Competing Localizations on Disordered Non-Hermitian Random Graph Lattice

TL;DR

This paper investigates how localization phenomena in disordered non-Hermitian lattice systems are influenced by topology, randomness, and non-Hermiticity, revealing coexistence of different localization mechanisms and implications for complex networks.

Contribution

It introduces a generalized random graph lattice model to study the interplay of topology, disorder, and non-Hermiticity in localization transitions, including the non-Hermitian skin effect.

Findings

Skin effect and Anderson localization can coexist even under strong disorder.

Varying parameters reveals competition between different localization mechanisms.
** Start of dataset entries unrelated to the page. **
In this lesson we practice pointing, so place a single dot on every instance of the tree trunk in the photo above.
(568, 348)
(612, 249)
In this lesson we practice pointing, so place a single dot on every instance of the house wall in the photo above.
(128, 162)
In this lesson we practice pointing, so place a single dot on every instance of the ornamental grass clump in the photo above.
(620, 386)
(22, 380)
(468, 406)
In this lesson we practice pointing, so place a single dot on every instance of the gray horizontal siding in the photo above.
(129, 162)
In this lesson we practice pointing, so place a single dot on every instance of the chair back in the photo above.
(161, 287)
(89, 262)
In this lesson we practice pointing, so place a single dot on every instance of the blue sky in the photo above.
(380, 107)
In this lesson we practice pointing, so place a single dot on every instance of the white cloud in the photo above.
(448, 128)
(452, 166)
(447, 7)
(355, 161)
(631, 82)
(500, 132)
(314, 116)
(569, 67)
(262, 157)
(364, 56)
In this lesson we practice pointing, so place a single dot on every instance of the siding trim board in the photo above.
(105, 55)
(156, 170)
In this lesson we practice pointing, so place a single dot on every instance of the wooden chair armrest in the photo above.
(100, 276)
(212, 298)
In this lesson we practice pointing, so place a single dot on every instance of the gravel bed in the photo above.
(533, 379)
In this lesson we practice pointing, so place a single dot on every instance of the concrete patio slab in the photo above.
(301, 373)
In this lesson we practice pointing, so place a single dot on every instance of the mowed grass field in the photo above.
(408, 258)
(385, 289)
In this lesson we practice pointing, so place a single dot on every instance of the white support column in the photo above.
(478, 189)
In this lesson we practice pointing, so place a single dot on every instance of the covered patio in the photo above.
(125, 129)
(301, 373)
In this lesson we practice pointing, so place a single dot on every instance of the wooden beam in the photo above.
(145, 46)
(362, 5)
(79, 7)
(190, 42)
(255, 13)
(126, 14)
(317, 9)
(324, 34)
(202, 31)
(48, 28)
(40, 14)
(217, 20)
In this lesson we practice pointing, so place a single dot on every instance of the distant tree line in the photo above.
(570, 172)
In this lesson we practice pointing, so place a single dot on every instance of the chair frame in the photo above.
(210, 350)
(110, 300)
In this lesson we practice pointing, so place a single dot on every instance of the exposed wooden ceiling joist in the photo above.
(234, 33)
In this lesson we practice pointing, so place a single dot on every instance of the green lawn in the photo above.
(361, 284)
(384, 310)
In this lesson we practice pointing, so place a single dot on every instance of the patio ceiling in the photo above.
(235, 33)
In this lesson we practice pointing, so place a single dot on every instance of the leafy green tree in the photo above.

Results have implications for machine learning and complex network information propagation.

Abstract

Phase transitions in one-dimensional lattice systems are well established and have been extensively studied within both Hermitian and non-Hermitian frameworks. In this work, we extend this understanding to a more general setting by investigating localization and delocalization transitions and the behavior of the non-Hermitian skin effect (NHSE) using a tight-binding model on a generalized random graph lattice. Our model incorporates three key parameters, asymmetric hopping $\Delta$, on-site disorder $W$, and a random long-range coupling $p$ that together define the underlying random graph structure. By varying $p$, $\Delta$, and the disorder strength, we explore the interplay between topology, randomness, and non-Hermiticity in determining localization properties. Our results show a strong competition between skin effect driven and Anderson driven localizations across parameter regimes. Notably, even in the presence of strong disorder, skin effect driven localization coexists with Anderson-driven localization. We further discuss the relevance of these results to machine-learning architectures and information propagation in complex networks and other real-world problems.